Berdasarkan pada hal tersebut di atas, saya menginterpretasikan pemberian nama yang berganti – ganti oleh kelompok tersebut adalah merupakan suatu usaha oleh kelompok tersebut dalam memaknai kejadian politik dan keadaan ekonomi yang sedang berlangsung di Indonesia pada tahun – tahun nama tersebut berganti. Penamaan tersebut adalah upaya kelompok tersebut untuk memahami keadaan, yang menurut saya, dipandang carut marut oleh kelompok tersebut. Atau dengan kata lain kalau saya boleh mengutip kata – kata Laksono adalah “upaya menghayati atau memerankan kembali seluruh ingatan dan pengalaman yang dilupakan dengan ekspresi dan emosi yang sesuai”. Proses ini adalah apa yang disebut proses abreaksi yang mengangkat seluruh isi yang melalui mekanisme psikis represi (penekanan) dijadikan tak sadar ke tingkat kesadaran.
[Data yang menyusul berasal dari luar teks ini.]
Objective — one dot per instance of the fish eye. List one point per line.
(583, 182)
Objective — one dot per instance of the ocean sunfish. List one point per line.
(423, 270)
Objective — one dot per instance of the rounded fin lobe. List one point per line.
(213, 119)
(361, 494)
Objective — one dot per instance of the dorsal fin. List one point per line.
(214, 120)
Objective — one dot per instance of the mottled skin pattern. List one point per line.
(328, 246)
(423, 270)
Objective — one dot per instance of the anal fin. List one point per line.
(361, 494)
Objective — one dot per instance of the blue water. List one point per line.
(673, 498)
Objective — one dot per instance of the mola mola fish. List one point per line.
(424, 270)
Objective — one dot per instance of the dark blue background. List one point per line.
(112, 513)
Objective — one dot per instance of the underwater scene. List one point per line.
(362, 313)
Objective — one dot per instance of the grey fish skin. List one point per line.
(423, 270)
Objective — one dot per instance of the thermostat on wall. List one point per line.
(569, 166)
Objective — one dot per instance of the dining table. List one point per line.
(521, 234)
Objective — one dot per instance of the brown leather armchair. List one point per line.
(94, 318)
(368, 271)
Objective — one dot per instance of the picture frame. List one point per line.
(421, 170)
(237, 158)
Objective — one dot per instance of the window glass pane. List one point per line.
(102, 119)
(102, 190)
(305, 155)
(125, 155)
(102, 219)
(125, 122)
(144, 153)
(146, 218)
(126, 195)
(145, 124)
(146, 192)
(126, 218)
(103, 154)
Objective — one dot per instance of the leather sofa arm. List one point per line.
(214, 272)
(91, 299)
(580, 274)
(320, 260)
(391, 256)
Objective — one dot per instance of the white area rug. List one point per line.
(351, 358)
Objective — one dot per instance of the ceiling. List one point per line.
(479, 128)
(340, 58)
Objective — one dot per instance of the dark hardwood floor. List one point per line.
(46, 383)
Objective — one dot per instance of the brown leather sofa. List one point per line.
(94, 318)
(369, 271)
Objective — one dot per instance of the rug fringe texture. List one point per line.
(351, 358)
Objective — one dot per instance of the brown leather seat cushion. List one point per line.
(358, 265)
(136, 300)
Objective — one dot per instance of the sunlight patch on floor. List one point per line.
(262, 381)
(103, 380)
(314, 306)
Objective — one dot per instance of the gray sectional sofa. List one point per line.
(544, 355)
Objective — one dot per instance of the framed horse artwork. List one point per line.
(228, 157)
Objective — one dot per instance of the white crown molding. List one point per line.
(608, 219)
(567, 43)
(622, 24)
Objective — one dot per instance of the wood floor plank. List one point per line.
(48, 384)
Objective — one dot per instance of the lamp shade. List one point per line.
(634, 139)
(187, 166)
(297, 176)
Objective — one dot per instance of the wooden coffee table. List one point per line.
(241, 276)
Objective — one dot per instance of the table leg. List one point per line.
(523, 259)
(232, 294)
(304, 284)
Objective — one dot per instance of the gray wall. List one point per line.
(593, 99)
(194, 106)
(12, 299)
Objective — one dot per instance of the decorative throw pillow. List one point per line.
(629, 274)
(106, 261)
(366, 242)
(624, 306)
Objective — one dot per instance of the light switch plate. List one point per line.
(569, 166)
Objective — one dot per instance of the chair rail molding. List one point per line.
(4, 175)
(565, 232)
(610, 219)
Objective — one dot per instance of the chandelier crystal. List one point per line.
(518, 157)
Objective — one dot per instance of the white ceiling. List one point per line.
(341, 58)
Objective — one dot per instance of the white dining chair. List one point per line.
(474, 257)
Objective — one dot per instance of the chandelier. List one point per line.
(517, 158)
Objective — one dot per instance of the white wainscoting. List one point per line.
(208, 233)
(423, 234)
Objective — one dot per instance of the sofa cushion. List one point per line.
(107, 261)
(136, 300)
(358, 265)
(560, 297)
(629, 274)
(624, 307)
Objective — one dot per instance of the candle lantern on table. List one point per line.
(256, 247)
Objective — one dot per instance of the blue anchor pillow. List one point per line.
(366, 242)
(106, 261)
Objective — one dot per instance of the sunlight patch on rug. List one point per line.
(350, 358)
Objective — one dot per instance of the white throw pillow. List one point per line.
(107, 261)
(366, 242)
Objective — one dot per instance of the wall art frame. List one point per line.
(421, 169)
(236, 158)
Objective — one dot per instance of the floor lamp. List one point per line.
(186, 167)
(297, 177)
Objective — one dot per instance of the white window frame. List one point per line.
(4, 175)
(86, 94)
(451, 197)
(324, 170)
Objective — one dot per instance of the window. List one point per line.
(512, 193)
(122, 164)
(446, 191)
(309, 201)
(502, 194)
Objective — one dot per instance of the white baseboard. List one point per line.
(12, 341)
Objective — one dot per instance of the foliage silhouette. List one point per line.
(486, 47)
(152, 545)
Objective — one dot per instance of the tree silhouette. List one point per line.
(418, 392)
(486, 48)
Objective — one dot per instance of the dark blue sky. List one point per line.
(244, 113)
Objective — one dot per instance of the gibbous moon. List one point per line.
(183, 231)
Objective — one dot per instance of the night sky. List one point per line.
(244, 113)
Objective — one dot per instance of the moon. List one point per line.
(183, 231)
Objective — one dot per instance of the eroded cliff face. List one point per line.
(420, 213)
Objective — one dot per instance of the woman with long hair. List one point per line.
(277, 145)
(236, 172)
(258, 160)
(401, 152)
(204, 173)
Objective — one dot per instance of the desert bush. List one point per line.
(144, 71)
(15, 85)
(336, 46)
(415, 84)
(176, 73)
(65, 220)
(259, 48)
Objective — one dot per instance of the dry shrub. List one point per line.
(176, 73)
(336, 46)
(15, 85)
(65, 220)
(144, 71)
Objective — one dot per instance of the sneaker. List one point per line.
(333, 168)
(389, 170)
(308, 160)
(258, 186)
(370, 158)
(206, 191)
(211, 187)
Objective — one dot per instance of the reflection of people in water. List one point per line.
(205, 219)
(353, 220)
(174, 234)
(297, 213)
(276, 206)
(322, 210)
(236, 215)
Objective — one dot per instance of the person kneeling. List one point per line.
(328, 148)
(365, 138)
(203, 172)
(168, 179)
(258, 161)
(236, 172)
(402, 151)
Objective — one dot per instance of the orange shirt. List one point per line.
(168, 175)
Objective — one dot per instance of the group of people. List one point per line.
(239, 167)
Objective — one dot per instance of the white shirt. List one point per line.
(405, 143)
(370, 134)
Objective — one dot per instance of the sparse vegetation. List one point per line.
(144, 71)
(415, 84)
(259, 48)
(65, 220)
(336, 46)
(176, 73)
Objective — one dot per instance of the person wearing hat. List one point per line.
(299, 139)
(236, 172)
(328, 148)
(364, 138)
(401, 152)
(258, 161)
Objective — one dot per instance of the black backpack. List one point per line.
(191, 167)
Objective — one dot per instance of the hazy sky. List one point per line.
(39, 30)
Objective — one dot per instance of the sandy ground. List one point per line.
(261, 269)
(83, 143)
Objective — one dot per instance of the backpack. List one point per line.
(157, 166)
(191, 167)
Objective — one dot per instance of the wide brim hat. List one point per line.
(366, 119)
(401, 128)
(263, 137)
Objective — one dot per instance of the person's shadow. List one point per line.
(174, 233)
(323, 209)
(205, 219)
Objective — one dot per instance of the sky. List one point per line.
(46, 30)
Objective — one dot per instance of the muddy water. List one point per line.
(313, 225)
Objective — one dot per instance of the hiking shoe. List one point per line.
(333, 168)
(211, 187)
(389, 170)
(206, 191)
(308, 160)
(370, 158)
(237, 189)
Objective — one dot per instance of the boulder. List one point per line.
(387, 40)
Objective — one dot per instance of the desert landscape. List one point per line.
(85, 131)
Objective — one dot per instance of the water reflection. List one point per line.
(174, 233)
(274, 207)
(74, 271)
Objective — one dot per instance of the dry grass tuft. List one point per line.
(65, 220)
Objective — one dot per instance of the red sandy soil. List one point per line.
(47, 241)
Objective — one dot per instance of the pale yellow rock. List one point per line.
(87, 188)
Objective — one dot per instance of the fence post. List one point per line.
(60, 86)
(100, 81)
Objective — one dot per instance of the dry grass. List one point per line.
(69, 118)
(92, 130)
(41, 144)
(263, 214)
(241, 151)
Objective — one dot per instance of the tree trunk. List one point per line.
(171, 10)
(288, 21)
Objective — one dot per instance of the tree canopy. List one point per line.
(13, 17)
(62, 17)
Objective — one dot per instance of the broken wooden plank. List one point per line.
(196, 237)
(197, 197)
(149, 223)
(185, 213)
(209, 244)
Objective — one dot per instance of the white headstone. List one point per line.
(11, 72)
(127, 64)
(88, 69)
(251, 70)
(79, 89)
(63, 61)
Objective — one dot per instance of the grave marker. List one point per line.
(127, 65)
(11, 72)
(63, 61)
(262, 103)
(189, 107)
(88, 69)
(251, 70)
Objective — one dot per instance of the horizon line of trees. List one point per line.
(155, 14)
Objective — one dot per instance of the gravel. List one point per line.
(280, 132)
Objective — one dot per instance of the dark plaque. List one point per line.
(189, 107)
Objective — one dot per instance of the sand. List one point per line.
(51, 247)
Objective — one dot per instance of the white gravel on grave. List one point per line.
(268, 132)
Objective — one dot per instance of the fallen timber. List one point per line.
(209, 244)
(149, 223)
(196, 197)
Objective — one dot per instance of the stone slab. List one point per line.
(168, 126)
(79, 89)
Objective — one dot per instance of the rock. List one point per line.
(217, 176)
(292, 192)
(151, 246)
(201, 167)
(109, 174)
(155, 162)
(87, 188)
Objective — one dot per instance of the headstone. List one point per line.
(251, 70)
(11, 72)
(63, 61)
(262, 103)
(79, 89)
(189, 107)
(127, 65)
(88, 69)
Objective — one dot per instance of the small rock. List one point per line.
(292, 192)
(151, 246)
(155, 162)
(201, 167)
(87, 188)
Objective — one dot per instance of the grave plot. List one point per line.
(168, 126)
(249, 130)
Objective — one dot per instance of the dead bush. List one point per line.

Mengapa saya memilih untuk melihat peristiwa penamaan ini sebagai proses abreaksi penjelasannya adalah sebagai berikut:
Ada upaya dari pemerintah untuk menutupi segala agenda politik dengan adanya peristiwa  - peristiwa tersebut. Bahkan dalam kerusuhan Banjarmasin dinyatakan adanya keterbatasan informasi dan Kerusuhan Mei sendiri dianggap belum selesai oleh banyak pihak. Kecarut marutan ini dalam bentuk keadaan ekonomi dan juga keadaan politik yang saya sebutkan di atas merupakan kesalahan pemerintah yang tidak pernah diselesaikan secara tuntas dan bahkan ada usaha untuk membuat masyarakat lupa atas kejadian tersebut.

Pemberian nama yang berganti – ganti ini saya pikir merupakan usaha dari kelompok ini untuk membangun wacana bahwa sesungguhnya mereka memahami apa yang sedang terjadi di negara ini. Pemberian nama ini menurut saya adalah bentuk resistensi kelompok Losarang ini terhadap keadaan politik dan ekonomi di Indonesia.

Apabila kelompok ini mengatakan, “oleh karena itu pengertian suku dayak hindu budha bumi segandu Indramayu bukanlah sebagai etnis melainkan sebagai istilah bahasa yang lahir berdasarkan ucapan dan kenyataan” maka bisa dikatakan bahwa peristiwa – peristiwa politik dan keadaan ekonomi (kenyataan) memiliki relasi dengan pemberian nama (ucapan) yang berganti – ganti oleh kelompok di Losarang tersebut atau dengan kata lain KEADAAN POLITIK DAN KEADAAN EKONOMI DI INDONESIA MEMPENGARUHI PENGGANTIAN NAMA KELOMPOK DI LOSARANG. Subyek dalam hal ini adalah keadaan politik dan ekonomi di Indonesia dan obyeknya adalah penggantian nama kelompok di Losarang. Keadaan politik dan ekonomi di Indonesia menjadi signifier sedangkan penggantian nama menjadi signified. Namun signified ini sendiri, atau obyek tersebut dapat menjadi subyek berdasarkan apa yang dibangun oleh penggantian nama tersebut. PENGGANTIAN NAMA KELOMPOK DI LOSARANG ADALAH BENTUK RESISTENSI KELOMPOK INI TERHADAP KEADAAN POLITIK DAN KEADAAN EKONOMI DI INDONESIA.

KESIMPULAN
Berdasarkan apa yang saya kemukakan di atas saya beranggapan bahwa penggantian nama sebuah kelompok masyarakat di Losarang merupakan reaksi atas keadaan politik dan ekonomi di Indonesia.